Mike Pence Concedes to Kamala Harris—Ten Weeks After Election Loss
Vice President Mike Pence congratulated Kamala Harris in a phone call on Friday, the AP reported, marking the first known contact between the heads of the current and incoming administrations since Joe Biden was declared president-elect on November 7.
While President Donald Trump has not contacted Biden to concede the race and is planning on skipping his inauguration, Pence resisted pressure from the president to halt the counting of electoral votes in Congress last week and has said he will attend the inauguration.
World leaders issued public statements acknowledging the Biden-Harris ticket’s victory after several cable networks declared the outcome final four days after Election Day, with the delay largely due to the amount of absentee ballots submitted.
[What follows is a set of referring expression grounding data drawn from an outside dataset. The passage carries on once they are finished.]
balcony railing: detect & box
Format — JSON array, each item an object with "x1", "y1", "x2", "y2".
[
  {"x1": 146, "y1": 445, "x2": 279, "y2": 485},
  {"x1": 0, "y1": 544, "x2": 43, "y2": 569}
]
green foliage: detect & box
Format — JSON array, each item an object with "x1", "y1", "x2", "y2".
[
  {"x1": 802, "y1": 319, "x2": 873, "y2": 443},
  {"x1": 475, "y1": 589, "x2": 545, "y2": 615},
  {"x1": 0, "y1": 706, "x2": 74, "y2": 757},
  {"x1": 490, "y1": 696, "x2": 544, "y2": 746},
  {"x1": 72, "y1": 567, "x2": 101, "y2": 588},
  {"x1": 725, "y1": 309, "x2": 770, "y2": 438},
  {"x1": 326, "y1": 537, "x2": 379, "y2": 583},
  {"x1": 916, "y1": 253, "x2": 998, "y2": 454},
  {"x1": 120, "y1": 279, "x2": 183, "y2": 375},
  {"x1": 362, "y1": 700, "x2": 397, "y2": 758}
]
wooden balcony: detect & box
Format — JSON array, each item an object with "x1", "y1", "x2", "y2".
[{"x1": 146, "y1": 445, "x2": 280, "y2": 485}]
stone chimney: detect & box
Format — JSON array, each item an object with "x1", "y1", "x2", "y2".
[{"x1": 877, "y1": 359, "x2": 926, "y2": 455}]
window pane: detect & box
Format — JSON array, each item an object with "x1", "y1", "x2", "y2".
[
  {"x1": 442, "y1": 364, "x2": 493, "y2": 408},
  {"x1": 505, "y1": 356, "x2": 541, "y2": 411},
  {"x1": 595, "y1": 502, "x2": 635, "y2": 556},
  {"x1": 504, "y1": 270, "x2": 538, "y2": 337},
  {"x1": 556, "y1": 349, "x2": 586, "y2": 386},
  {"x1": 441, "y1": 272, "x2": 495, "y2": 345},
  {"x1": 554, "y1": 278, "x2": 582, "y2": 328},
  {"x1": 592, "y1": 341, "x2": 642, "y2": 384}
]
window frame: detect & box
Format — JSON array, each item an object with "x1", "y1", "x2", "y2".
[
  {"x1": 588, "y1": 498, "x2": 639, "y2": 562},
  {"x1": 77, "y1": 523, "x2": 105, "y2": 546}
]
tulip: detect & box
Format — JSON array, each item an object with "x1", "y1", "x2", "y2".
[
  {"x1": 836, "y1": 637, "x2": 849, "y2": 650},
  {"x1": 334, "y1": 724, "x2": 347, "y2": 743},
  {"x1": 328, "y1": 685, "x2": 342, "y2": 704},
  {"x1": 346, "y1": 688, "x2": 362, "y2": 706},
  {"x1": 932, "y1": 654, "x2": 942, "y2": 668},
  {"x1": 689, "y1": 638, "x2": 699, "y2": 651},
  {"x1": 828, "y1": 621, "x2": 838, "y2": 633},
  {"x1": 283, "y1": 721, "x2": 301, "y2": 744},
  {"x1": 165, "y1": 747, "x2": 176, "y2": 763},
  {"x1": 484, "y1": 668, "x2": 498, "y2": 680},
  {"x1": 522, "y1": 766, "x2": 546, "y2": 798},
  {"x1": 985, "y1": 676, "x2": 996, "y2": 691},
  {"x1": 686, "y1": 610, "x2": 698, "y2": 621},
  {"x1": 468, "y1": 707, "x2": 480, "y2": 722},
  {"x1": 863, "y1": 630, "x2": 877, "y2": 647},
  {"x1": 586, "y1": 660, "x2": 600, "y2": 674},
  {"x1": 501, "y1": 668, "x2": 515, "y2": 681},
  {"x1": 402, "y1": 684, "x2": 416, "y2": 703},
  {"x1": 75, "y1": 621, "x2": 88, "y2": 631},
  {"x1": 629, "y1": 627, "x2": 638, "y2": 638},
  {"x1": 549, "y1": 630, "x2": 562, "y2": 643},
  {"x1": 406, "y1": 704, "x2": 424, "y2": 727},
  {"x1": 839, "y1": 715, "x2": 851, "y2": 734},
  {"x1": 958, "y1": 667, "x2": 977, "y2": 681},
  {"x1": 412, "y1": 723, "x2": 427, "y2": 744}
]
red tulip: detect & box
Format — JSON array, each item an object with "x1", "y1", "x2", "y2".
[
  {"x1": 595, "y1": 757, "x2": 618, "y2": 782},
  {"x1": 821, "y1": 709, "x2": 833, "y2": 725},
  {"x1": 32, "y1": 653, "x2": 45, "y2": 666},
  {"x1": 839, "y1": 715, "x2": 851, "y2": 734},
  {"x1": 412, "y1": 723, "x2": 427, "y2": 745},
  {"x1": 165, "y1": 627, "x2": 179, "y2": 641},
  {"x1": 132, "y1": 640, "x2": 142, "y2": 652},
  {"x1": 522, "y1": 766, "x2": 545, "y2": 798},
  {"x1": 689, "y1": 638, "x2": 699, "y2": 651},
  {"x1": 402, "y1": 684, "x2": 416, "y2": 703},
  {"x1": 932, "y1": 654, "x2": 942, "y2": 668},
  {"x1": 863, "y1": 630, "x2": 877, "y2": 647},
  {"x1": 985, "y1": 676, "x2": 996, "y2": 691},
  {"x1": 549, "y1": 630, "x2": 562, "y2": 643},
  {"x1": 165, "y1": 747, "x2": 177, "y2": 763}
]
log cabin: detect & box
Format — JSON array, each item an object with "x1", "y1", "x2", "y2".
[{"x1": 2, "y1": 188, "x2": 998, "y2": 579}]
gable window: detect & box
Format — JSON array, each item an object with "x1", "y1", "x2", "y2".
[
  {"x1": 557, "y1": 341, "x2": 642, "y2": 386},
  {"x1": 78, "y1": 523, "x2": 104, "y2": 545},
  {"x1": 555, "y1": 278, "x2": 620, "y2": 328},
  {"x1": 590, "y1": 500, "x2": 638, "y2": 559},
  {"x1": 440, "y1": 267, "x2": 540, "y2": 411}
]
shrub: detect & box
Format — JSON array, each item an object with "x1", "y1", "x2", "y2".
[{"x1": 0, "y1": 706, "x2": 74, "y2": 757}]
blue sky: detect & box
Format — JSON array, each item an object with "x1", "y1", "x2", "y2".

Yet as Trump falsely insisted that he won, Pence did not publicly push back against the president’s unsubstantiated claims, and even into January supported Republican senators’ attempts to object to the Electoral College results.
Pence “shares the concerns of millions of Americans about voter fraud and irregularities in the last election,” spokesman Marc Short said in a statement on Jan 2.
“The Vice President welcomes the efforts of members of the House and Senate to use the authority they have under the law to raise objections and bring forward evidence before the Congress and the American people on January 6th.”
But such evidence does not exist, as evident in the fact that the Trump campaign’s more than sixty lawsuits alleging widespread voter fraud have been thrown out.